Even so, the Wildlife Division still intends to pursue
buying a portion of the property from the private coal-mining/electrical power
generating American Electric Power (AEP) company.
AEP has stated it wants to sell off the area in large
parcels. This has generated heat of its own, along with heartburn for Wildlife
Division officials.
The acreage consists of a huge chuck on land, expanding over
several southeast Ohio counties and is comprised of several designated wildlife
areas. These properties are enormously
popular with outdoors enthusiasts of all stripes; from campers to anglers to
hunters to birders to hikers.
An effort in January to work out a deal for buying several
thousand acres in a “core” section of the area failed to produce an agreement,
says Ray Petering, chief of the Wildlife Division.

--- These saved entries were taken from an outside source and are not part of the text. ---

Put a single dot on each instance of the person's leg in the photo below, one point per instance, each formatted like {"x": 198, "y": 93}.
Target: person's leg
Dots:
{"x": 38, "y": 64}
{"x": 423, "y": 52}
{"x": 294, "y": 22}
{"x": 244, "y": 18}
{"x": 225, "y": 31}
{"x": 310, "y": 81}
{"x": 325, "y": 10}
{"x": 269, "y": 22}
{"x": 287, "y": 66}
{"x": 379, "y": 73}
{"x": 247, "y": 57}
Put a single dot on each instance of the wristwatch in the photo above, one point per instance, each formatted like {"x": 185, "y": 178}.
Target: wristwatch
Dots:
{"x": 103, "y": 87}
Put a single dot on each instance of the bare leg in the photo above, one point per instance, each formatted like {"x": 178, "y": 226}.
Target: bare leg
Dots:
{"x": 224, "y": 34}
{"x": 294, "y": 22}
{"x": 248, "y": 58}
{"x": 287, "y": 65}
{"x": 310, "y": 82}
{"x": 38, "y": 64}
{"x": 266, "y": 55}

“We’re trying to find federal dollars which seems to have
helped in AEP not selling off everything so quickly,” Petering said recently to
a group of outdoors writers.
Petering also said that whatever the agency can pick up it
won’t be a paltry size piece of real estate, either. Rather, any purchase would
run in “several thousand acres” and not several hundred, Petering says.

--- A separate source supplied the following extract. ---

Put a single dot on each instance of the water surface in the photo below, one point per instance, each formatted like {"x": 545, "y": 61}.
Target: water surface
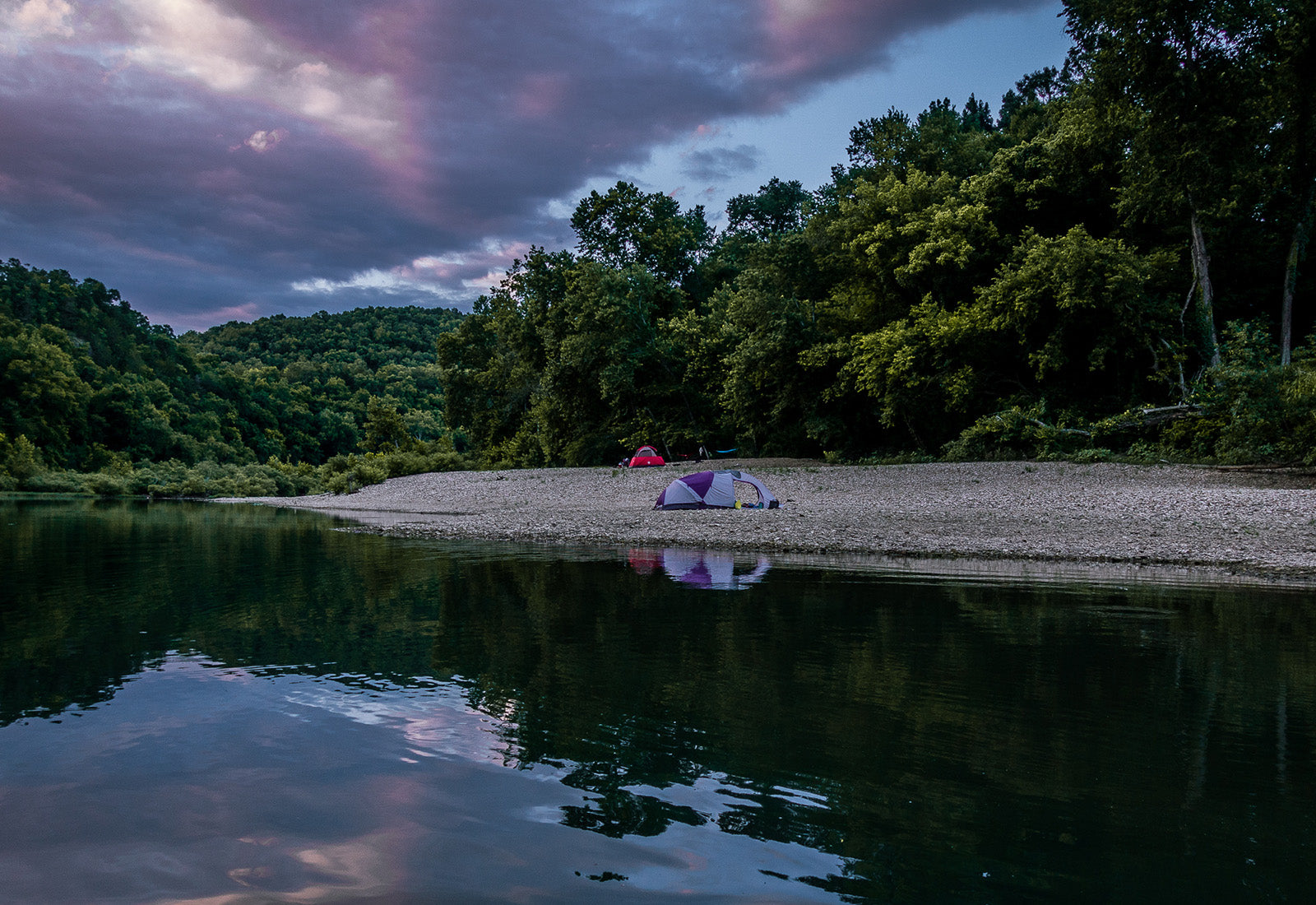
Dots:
{"x": 248, "y": 705}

“We’ve told AEP that we’re in for something,” Petering said.
“The door and lines of communication are still open.”
Petering said too that his agency is most interested in
acquiring land found within a core segment of the current boundaries. And any
buy should include as much water-associated property as possible along with
good habitat or at least property that could be developed for good wildlife
habitat, Petering says.
Petering said too that any deal would almost certainly
require as many as four years to complete.
“We should get something, which is better than nothing,”
Petering said.
Even so, that something will require money. And given that an
initial assessment paints AEP property as costing $2,000 per acre, any
land-buying agreement would require a huge cash outlay.
Complicating any prospective purchase is that acreage where
so-called “shallow coal” exists would be valued even higher. It is here where
mineral – coal – extraction is easiest; thus, less expensive to mine and
consequently more desirable to any likely commercial suitor, Petering says.
This is why the Wildlife Division is looking to partner with
major national land-conservation groups and others in providing financial
assistance.
And it is here where the subject of potential resident
hunting and fishing license fee increases enters the picture. With fewer
available dollars now hanging out in the Wildlife Fund there exists a lessened financial
opportunity for the Wildlife Division to salvage what it can of the AEP
property, Petering acknowledged.
“We will do what we can with what we have,” Petering said.
As for the parent Ohio Department of Natural Resources, that
entity stands behind the Wildlife Division in securing AEP property while still
opposing license fee increases for Ohio resident hunters and anglers.
“We do support Wildlife with regards to AEP,” said Gary
Obermiller, a Natural Resources Department assistant director. “We wanted to
buy the entire 60,000 acres but AEP didn’t want to go with that.”